From a count of skulls, it appeared to be a group of five. At least one was a child. There had also been a dog, a pretty big one from the looks of it. A cautious search of the rest of the house confirmed that they had all died together in the great room. The Fiends had feasted and moved on. But for a few kitchen knives and a golf club, there were no weapons in the house. Someone had fashioned a mace from a bat and some nails, but that was it. They didn’t have a prayer.
 

 
He inspected the cabinets and found them to be nearly empty of food. There was a myriad of other supplies - flashlights, extra batteries, radio, gas canisters - but not much more than would be expected in a cabin. These people had been caught pretty much flat-footed. The fact that there was no car outside told him that either someone had gotten away or more likely, decided to try their luck elsewhere before the onslaught occurred.

 
He stepped back outside and walked down to the lake. The house had a small dock with an aluminum rowboat tied to it. As Jon scanned the shoreline, little wavelets made metallic sounds against the hull. About a hundred yards to his right was another house, or what was left of one. It appeared to have burned to the ground. In the middle of the lake was an island. It looked to be about a half mile out. With his binoculars he could make out a small empty dock. If there were any other structures, they were obscured by the trees. He decided to walk up the driveway to see if there might be a car between the house and the road, perhaps an unlucky would-be escapee or maybe the folks in the house parked closer to the road to throw an attacker off the scent. It sounded lame, but he didn’t have anything better to do.
 

CHAPTER THREE
INFECTED

The driveway led back to the road. No car except his dead Jeep. In short order he found the driveway for the burned house. From a hundred yards away, he could smell the charcoal crusted timbers. It had been rained on at least once since it burned, and the black pile of timbers let off a wet acidic smell.
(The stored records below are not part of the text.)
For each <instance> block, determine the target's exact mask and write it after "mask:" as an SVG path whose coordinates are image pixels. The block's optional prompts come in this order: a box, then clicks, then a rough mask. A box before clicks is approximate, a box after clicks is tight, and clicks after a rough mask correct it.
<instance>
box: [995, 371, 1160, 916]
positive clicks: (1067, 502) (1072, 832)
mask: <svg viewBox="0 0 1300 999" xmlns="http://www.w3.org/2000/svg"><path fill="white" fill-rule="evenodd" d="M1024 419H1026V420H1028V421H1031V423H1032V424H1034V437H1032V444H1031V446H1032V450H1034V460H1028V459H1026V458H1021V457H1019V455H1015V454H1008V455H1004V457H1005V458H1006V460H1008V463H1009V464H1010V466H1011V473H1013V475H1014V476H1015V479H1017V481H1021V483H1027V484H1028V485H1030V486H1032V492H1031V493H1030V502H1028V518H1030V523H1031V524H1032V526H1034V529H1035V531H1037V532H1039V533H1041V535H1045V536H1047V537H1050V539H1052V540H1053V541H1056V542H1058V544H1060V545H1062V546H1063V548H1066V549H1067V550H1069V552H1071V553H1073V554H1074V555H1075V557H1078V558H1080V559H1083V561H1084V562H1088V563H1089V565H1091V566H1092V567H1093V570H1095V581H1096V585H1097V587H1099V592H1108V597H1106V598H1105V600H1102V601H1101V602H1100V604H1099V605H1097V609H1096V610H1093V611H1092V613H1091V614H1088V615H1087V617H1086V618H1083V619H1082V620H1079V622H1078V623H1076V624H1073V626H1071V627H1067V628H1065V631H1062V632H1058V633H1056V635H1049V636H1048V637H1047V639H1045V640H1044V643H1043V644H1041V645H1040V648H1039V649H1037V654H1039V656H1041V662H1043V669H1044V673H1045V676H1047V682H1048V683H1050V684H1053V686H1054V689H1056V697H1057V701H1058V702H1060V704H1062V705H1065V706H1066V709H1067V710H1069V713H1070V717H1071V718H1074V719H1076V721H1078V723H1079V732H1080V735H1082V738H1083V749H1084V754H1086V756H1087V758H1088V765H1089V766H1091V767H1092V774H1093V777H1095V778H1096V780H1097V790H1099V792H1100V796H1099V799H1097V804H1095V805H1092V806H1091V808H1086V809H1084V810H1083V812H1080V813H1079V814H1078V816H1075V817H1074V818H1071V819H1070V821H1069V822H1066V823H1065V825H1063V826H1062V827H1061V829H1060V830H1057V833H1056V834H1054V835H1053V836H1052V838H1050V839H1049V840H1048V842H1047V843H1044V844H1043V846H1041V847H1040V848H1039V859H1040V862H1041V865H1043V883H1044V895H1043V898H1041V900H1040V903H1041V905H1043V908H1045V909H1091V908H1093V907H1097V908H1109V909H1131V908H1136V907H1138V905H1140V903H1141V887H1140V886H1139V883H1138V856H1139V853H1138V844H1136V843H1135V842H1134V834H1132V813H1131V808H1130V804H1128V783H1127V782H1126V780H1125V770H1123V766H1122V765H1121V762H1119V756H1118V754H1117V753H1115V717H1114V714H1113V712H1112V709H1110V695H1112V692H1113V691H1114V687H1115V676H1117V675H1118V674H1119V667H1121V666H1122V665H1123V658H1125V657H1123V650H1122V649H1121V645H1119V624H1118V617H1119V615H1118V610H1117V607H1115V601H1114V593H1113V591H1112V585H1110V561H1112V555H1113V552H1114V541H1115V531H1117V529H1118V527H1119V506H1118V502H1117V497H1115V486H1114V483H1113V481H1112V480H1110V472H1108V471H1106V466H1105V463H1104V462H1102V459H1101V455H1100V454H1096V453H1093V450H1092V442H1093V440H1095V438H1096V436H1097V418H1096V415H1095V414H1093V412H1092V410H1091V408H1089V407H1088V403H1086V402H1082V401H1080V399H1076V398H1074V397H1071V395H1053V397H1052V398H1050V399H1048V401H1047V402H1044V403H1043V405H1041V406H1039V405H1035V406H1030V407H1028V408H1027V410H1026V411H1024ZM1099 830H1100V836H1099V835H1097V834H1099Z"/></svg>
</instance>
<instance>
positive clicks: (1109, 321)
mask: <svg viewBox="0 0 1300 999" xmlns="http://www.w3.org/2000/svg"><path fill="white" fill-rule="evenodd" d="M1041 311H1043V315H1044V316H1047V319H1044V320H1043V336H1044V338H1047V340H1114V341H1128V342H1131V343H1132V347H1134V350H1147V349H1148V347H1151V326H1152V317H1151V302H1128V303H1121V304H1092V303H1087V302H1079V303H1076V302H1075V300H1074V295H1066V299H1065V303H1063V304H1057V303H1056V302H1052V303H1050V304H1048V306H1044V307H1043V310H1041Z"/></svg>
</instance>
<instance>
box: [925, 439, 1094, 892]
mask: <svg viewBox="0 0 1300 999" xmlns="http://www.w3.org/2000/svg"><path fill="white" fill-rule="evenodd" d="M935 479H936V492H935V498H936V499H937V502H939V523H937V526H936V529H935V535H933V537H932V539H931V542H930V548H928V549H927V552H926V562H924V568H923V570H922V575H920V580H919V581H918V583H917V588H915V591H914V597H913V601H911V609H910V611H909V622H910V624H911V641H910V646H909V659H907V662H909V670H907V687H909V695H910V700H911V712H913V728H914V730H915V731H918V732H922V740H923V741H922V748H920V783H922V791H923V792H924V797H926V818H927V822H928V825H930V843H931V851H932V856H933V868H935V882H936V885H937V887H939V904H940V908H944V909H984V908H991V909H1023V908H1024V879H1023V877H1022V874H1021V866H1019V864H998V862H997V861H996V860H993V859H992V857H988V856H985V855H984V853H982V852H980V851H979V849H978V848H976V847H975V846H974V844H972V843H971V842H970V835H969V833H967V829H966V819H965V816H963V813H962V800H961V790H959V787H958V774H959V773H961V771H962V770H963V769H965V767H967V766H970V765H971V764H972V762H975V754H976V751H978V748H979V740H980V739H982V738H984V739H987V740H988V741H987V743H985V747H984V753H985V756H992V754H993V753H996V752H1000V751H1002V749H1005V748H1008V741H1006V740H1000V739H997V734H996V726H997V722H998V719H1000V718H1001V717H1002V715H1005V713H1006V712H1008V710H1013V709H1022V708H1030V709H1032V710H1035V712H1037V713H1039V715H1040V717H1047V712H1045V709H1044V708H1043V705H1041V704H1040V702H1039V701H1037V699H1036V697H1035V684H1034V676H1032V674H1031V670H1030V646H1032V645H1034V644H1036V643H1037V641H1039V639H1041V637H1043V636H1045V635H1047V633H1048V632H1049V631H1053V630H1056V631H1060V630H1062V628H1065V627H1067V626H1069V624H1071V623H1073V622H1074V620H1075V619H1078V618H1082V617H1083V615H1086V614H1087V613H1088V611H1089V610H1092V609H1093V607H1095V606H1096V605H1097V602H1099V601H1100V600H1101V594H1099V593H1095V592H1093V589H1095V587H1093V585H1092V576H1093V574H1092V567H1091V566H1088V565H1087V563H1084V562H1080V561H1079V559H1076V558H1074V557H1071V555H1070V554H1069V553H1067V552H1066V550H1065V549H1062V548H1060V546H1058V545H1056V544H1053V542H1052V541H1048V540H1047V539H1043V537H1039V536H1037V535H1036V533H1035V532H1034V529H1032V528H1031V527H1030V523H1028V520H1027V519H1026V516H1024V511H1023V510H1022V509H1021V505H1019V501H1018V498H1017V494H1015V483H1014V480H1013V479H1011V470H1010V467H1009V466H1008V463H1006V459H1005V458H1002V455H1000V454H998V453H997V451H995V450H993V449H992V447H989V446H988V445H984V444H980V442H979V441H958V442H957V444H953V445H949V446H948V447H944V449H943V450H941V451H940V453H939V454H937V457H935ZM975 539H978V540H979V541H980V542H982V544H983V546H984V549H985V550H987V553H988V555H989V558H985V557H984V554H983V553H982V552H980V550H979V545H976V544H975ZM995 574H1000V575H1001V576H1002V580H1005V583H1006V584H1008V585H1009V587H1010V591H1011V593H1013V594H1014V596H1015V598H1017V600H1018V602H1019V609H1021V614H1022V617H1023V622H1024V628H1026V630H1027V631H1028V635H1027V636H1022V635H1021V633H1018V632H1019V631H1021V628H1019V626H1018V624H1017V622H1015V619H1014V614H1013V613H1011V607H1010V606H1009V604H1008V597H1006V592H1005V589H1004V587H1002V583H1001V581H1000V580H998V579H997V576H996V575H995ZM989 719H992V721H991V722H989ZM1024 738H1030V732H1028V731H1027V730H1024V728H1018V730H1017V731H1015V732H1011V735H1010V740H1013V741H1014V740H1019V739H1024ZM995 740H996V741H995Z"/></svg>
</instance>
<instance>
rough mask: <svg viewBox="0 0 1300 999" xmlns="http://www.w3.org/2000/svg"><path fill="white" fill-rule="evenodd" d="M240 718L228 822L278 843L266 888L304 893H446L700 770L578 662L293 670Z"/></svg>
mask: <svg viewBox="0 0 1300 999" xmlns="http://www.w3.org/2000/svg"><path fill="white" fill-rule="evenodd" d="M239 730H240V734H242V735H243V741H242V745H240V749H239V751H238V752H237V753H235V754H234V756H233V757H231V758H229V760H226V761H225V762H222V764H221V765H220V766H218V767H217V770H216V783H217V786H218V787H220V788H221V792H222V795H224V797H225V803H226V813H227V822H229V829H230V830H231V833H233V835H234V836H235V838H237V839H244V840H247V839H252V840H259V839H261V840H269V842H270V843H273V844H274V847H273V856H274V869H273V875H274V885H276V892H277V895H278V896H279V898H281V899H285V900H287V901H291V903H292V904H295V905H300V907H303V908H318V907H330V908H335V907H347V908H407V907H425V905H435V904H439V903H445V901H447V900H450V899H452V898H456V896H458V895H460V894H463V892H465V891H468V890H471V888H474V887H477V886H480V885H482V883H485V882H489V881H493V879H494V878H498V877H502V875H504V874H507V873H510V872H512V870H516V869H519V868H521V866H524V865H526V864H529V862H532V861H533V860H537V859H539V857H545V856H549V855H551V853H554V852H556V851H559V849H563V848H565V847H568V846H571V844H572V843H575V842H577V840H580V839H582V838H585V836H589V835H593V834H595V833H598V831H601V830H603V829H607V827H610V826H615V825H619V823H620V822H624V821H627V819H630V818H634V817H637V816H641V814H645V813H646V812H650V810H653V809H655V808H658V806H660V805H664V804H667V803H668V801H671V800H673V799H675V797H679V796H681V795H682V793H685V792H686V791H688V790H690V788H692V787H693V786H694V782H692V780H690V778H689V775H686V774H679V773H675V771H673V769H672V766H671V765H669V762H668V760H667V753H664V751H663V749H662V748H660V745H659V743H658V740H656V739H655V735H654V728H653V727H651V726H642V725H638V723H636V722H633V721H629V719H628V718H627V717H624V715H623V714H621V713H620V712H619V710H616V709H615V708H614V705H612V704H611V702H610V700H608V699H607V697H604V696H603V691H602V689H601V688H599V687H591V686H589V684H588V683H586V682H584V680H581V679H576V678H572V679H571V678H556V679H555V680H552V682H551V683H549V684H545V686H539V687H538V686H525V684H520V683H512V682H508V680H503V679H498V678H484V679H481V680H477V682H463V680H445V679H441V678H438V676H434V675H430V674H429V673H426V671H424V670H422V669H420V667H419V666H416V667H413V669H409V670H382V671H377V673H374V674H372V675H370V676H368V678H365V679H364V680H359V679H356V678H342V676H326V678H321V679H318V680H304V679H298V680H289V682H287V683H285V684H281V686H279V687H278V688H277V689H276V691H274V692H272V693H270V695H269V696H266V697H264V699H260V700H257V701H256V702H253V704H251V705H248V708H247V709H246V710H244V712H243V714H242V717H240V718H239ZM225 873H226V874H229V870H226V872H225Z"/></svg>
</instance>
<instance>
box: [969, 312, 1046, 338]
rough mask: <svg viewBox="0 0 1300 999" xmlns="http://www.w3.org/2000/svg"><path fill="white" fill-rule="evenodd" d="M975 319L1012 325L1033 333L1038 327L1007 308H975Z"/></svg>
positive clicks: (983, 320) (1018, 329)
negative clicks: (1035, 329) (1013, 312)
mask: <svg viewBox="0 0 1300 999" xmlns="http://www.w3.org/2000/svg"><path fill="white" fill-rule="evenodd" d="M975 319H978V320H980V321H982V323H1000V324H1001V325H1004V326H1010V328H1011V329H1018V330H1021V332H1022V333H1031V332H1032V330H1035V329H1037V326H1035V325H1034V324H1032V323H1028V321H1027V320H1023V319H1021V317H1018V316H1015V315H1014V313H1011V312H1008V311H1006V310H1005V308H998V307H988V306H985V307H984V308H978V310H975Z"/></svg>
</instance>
As he walked, he heard the woodpecker again. It was a reassuring sound; a bird busy at work meant it felt secure. There was a separate garage that remained intact, but the main house’s chimney had collapsed onto the driveway, blocking the barn-style door. There was a side door standing ajar. He paused and then took a cautious step forward, peering inside. Eureka, an old mid-nineties Volvo was parked amongst a slew of recreational stuff, a canoe, a small sailboat, rafts, as well as bicycles and other garage items.